Selon ce texte, le salarié peut donc bénéficier de son DIF en cours d’exécution du contrat, sous réserve de l’accord de son employeur, le texte renvoyant sur ce point aux règles applicables au DIF CDI.
L’employeur doit informer le salarié en CDD quant à ses droits au DIF.
Ainsi pour ouvrir des droits au DIF, le salarié en CDD doit :
-avoir travaillé au moins quatre mois en CDD au cours des douze derniers mois et ce,
sans distinguer s’il s’agit ou non d’un temps plein ou d’un temps partiel.
Remplir la condition de quatre mois en CDD à temps partiel permet au salarié de justifier de la condition d’ancienneté demandée.

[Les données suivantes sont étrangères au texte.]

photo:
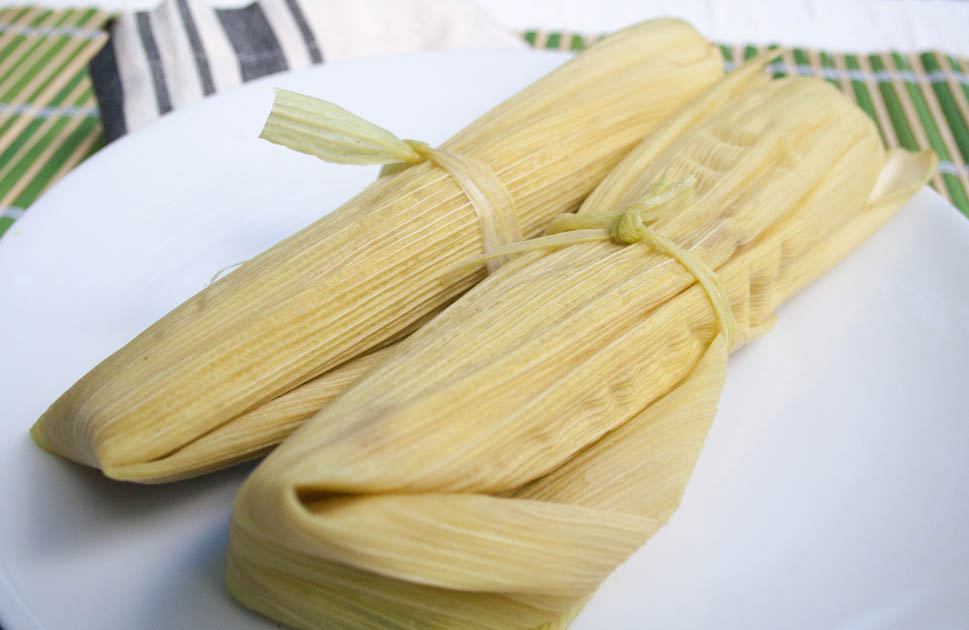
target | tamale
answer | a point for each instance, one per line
(360, 276)
(508, 455)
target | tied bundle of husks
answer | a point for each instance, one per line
(218, 379)
(509, 454)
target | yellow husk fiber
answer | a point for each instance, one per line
(509, 454)
(371, 270)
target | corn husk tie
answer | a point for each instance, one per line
(331, 133)
(628, 226)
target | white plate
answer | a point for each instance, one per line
(831, 492)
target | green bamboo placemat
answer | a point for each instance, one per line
(48, 114)
(49, 120)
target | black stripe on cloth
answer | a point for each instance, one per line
(252, 38)
(198, 50)
(106, 80)
(154, 62)
(304, 28)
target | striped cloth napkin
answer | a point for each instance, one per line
(184, 50)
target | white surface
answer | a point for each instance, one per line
(830, 493)
(850, 25)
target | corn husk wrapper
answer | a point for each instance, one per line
(166, 405)
(508, 455)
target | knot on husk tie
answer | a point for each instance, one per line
(633, 225)
(333, 134)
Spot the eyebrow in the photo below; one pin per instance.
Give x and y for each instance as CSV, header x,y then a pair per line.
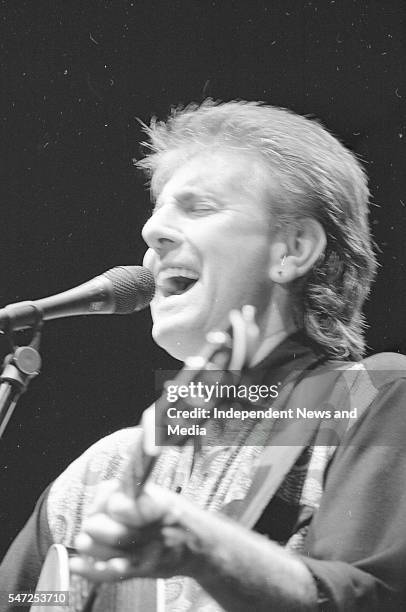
x,y
185,196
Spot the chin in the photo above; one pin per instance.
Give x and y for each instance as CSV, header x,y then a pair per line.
x,y
180,344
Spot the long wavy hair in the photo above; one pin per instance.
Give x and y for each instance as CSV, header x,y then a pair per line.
x,y
321,179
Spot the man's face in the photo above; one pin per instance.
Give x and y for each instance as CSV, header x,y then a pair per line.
x,y
208,241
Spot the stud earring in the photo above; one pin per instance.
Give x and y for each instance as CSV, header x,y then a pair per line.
x,y
282,264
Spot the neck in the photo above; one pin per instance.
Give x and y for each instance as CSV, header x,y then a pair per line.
x,y
270,343
276,324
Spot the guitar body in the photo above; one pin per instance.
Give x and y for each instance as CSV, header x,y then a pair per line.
x,y
54,576
224,351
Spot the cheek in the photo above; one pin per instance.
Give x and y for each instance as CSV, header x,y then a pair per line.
x,y
148,259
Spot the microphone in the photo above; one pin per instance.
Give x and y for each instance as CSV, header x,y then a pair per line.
x,y
121,290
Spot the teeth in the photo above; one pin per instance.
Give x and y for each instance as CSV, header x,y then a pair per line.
x,y
176,272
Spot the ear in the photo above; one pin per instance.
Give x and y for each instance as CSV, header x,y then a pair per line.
x,y
295,250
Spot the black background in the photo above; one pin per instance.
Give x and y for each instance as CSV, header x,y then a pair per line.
x,y
75,76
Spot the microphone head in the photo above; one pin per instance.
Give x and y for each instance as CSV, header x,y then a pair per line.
x,y
133,287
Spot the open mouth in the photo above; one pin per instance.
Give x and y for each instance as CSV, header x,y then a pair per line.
x,y
176,281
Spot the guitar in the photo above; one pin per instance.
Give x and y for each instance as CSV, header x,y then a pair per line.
x,y
224,353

-avoir capitalisé un nombre d’heures au titre du DIF qui se calcule au prorata temporis (20 heures proratisées par an) pour les salariés à temps partiel (par exemple pour un quart de temps : 5 heures par an…).
L’entreprise calcule les droits au DIF par rapport à son propre horaire mensuel de référence. Elle n’a pas à vérifier la condition d’ancienneté de 4 mois au regard des CDD effectués dans d’éventuelles autres entreprises.
Par contre, elle vérifie si le salarié a bien acquis 4 mois d’ancienneté en CDD dans l’entreprise pour l’informer de ses droits au DIF.
Concernant des DIF CDD, c’est l’organisme paritaire agréé au titre du CIF (OPACIF) qui prend en charge les frais de formation, de transport et d’hébergement ainsi que l’allocation de formation due à ce salarié.
L’OPACIF examine la recevabilité de la demande au regard du ou des CDD effectués antérieurement à la demande (nécessité de 4 mois, consécutifs ou non, en CDD au cours des douze derniers mois) et statue sur la prise en charge financière en fonction de ses priorités.